Further to Junk DNA hires a PR firm (by the time you can’t tell the difference between Darwin’s elite followers and his trolls, you know something is happening):
Rob Sheldon writes to say,
There may be some very good reasons for onions to have large genomes.
Let’s start with an analogy. My son says the computer game “Starcraft” will play on just about any old piece of computer hardware in the house. However, he tells me, when you go to download the game from the website, it takes up 15 GBytes of space. Evidently, in order to be compatible with older hardware, it has to use less CPU power–since the older machines were not as powerful. Much if not most of the CPU processing is used on graphics, and to get the graphics to work on older machines, it had to be nearly uncompressed, hence the 15 GBytes of memory required. Newer game can achieve the same level of graphics in much less space, but they require fancier graphics boards with more GPU (graphical processing power).
So back to the lowly onion. The DNA is software. The proteins are the video feed. The nucleus is the CPU. Humans have highly complex coding/decoding machinery in the nucleus. When mathematical analysis is performed on human DNA, it is found to have a fractal information dimension greater than 3 (papers available upon request)–indicating that at least 3 different codes are simultaneously present. This is a number bigger than chimpanzees, whose DNA is not so compressed, and if I recall correctly, come in around 2.5 or so in fractal dimensions. The paper did not analyze onions, but I think it is safe bet that the fractal dimension is < 2.0.
What does this changing dimension mean for DNA size?

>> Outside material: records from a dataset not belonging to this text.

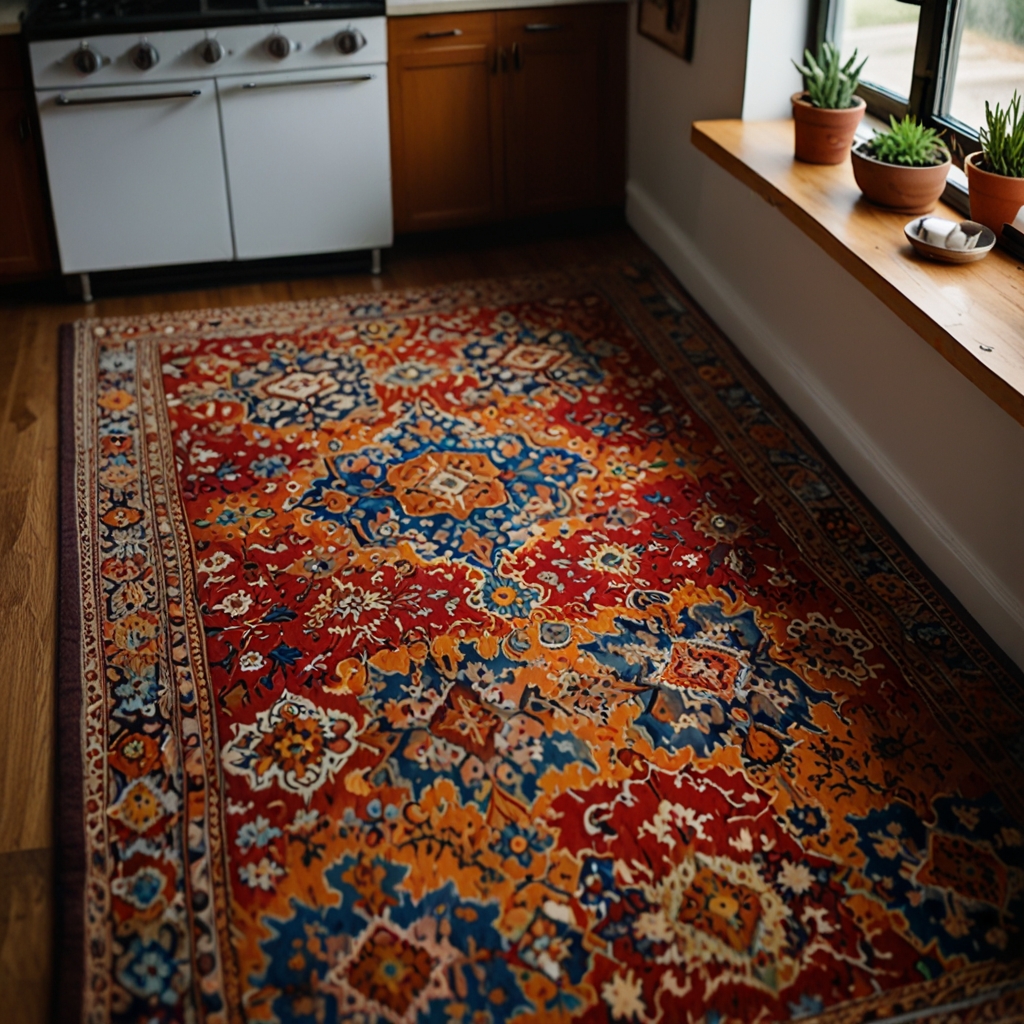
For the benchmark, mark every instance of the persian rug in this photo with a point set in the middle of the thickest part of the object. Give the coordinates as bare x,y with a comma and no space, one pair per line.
506,653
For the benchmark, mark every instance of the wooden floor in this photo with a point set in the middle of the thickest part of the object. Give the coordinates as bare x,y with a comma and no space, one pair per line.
29,552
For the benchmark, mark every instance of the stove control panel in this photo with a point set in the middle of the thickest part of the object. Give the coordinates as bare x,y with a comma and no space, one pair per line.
349,41
145,56
280,46
87,60
188,53
211,51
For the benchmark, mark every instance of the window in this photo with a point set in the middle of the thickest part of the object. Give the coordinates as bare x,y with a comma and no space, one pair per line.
939,59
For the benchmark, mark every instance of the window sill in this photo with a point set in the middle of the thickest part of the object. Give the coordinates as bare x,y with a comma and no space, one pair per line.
973,314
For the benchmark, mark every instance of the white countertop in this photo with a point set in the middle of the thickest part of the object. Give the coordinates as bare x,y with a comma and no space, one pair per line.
399,8
10,16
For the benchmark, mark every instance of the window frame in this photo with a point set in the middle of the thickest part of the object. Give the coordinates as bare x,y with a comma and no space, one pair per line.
939,32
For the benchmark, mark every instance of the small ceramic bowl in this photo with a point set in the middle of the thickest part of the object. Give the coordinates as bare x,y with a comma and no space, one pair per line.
986,243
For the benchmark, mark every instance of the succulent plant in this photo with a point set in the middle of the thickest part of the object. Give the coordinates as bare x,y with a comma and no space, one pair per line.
1003,139
829,83
908,143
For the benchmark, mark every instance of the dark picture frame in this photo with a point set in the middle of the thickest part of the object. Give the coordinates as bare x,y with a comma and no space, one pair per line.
670,24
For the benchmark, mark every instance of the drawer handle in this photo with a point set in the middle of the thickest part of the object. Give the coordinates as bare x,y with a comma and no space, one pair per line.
309,81
64,100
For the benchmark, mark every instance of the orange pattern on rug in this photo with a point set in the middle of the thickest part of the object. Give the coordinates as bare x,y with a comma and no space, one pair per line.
506,653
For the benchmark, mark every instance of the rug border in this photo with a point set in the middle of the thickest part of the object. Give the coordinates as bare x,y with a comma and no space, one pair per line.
69,812
70,842
768,390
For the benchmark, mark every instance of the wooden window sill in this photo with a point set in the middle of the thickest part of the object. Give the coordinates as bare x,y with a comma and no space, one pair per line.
972,313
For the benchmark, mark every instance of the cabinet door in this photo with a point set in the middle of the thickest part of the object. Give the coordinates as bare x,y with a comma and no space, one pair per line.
445,121
25,237
565,107
25,245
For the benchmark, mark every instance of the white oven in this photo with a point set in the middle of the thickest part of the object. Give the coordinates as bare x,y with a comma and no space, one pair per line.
203,144
308,160
136,175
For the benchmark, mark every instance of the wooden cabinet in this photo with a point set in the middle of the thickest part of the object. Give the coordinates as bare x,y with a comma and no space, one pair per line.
506,114
564,107
25,239
445,121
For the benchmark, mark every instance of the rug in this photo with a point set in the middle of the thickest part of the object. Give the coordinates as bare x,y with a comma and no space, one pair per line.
506,652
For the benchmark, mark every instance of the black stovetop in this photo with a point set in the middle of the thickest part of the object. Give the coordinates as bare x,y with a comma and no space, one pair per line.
80,18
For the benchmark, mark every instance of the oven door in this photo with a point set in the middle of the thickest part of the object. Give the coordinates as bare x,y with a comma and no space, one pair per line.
308,160
136,175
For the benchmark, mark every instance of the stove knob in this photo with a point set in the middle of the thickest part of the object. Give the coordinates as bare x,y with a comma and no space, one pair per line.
87,61
349,41
144,56
211,51
280,46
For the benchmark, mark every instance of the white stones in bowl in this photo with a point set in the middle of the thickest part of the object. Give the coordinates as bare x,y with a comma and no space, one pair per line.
948,241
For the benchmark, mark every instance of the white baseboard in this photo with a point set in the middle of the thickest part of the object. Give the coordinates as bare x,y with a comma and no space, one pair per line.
980,590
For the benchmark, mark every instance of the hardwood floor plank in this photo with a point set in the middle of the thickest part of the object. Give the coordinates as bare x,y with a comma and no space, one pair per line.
26,929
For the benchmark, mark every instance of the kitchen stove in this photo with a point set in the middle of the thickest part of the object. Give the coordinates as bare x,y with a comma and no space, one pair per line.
188,131
70,18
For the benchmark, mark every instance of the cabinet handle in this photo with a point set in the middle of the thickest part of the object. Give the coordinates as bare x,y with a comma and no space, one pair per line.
140,97
308,81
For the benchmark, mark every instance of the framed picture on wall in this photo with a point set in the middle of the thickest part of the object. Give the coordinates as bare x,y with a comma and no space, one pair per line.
670,24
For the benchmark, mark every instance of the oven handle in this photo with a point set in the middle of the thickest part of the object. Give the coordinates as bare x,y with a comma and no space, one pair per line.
308,81
64,100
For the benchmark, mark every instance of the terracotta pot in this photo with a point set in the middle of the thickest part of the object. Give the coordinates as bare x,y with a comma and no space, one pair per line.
824,136
995,200
905,189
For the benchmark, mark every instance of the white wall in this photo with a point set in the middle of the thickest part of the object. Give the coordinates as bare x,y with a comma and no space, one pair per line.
940,461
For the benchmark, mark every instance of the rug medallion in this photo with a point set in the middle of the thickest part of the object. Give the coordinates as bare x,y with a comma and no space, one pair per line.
506,653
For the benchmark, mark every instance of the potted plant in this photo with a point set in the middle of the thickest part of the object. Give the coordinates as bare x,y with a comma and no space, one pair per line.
826,113
995,175
904,169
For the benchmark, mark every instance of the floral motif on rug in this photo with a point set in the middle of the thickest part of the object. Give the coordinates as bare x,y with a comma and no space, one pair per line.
506,653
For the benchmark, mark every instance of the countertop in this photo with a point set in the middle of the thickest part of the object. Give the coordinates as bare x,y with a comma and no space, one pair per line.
972,314
400,8
10,16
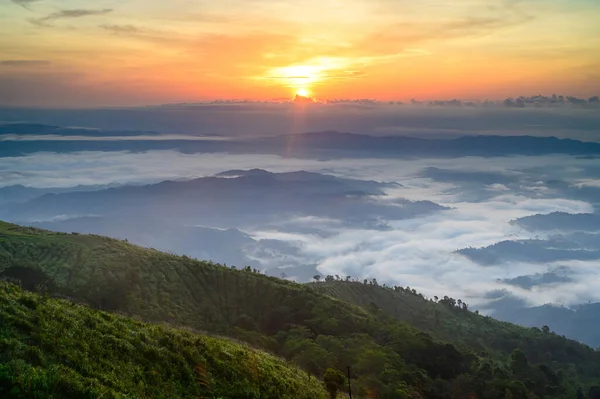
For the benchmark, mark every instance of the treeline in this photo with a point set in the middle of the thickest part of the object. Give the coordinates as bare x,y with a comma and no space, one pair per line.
452,353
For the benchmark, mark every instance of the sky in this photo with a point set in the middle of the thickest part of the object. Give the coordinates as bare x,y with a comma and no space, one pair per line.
75,53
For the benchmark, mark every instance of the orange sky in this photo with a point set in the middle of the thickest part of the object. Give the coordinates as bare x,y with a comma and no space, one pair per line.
132,52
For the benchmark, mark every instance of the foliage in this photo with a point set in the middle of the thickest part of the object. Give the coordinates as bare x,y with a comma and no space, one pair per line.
334,323
56,349
334,381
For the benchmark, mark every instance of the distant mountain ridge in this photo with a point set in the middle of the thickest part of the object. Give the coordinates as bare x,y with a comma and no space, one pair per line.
327,144
333,324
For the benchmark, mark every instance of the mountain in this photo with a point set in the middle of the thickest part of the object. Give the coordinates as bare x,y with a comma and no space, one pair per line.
19,193
57,349
580,322
560,221
235,198
397,344
40,130
322,145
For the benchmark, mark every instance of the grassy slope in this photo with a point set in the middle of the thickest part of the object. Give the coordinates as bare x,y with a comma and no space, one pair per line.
464,328
55,348
114,275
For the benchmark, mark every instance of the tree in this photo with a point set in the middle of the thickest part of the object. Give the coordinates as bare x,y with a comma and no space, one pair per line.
334,381
594,392
546,329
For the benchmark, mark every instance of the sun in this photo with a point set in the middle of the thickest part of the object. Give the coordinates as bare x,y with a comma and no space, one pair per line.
303,92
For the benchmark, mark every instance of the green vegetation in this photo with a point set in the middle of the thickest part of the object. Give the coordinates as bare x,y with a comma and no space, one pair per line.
398,344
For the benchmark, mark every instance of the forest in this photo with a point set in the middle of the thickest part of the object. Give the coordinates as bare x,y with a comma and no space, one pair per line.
392,341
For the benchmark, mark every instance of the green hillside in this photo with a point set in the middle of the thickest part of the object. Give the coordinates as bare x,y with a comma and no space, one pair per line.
397,346
449,319
53,348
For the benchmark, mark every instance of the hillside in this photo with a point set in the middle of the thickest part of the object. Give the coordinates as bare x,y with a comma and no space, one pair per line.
459,352
57,349
449,319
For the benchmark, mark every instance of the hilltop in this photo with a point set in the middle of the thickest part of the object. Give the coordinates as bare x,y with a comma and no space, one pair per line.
397,343
57,349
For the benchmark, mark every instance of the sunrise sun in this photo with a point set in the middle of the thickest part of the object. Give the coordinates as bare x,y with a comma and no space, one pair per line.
303,92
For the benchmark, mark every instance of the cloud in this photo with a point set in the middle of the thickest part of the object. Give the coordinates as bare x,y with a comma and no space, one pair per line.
69,14
25,63
127,29
25,3
419,252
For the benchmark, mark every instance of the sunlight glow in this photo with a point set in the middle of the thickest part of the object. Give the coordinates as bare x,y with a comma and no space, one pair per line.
303,92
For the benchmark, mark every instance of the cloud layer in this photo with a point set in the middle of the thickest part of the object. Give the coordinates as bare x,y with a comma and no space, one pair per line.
421,251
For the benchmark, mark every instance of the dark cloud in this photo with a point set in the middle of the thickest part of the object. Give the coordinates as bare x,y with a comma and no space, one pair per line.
71,13
25,62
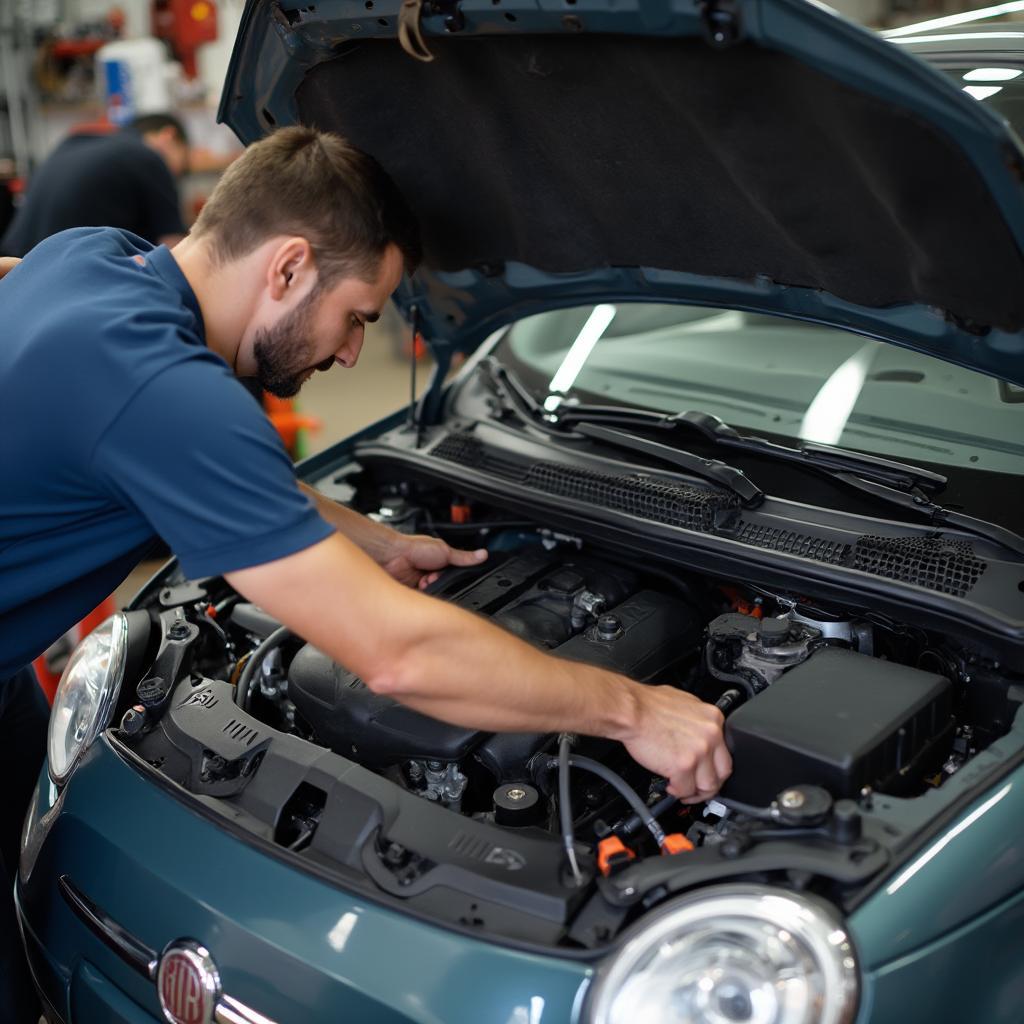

Well the information in DNA is proportional to the volume of phase space, so if humans have dimension 3.0, then the volume ~ (3.2GBytes)^3 ==> 27 GBytes. This dwarfs the 15GBytes of the onion, but then I don’t know the fractal dimensionality of onions.
Now admittedly, the papers don’t do the entire genome, they look at little subsets, so I may be generalizing too much to say that I know the dimension of information packing. But if the genome had junk DNA in it, it would drive the number lower, not higher, because junk DNA is uncorrelated to everything else.
This is categorically what is NOT found, and so even without the ENCODE results, it is manifestly obvious that human DNA is not mostly junk.
But if DNA is compressed and packed so efficiently in humans, why is it not packed that way in onions?
One paper that was published 3 years ago or so, suggested that embryonic development from ovum to embryo was driven by a clock. As the transcriptase zipped along the DNA, proteins were made successively by the cell, and the ordering and timing of the proteins were such as to drive the embryogenesis and development. In other words, the spatial location of the DNA was converted into temporal development of the organism. Then if an organism needed to prolong a stage of embryogenesis, the most direct way would involve adding more DNA. No extra machinery is needed, no added complications and regulators, just another 1GByte of DNA to transcribe and the necessary 30 minutes will be added to the development.
Crude, but why do that at such a high cost to the genome of every cell?
Well, perhaps there is a plant virus that hijacks the “clock” to crank out tumors. This onion solution would then be impervious to such a virus. It might even give it an “evolutionary advantage”.
Then the “Onion Test” is not a Darwinian challenge to ID, but an ID challenge to Darwinian imagination. Why don’t they take their own medicine: if the junk isn’t functional why doesn’t it get selected out?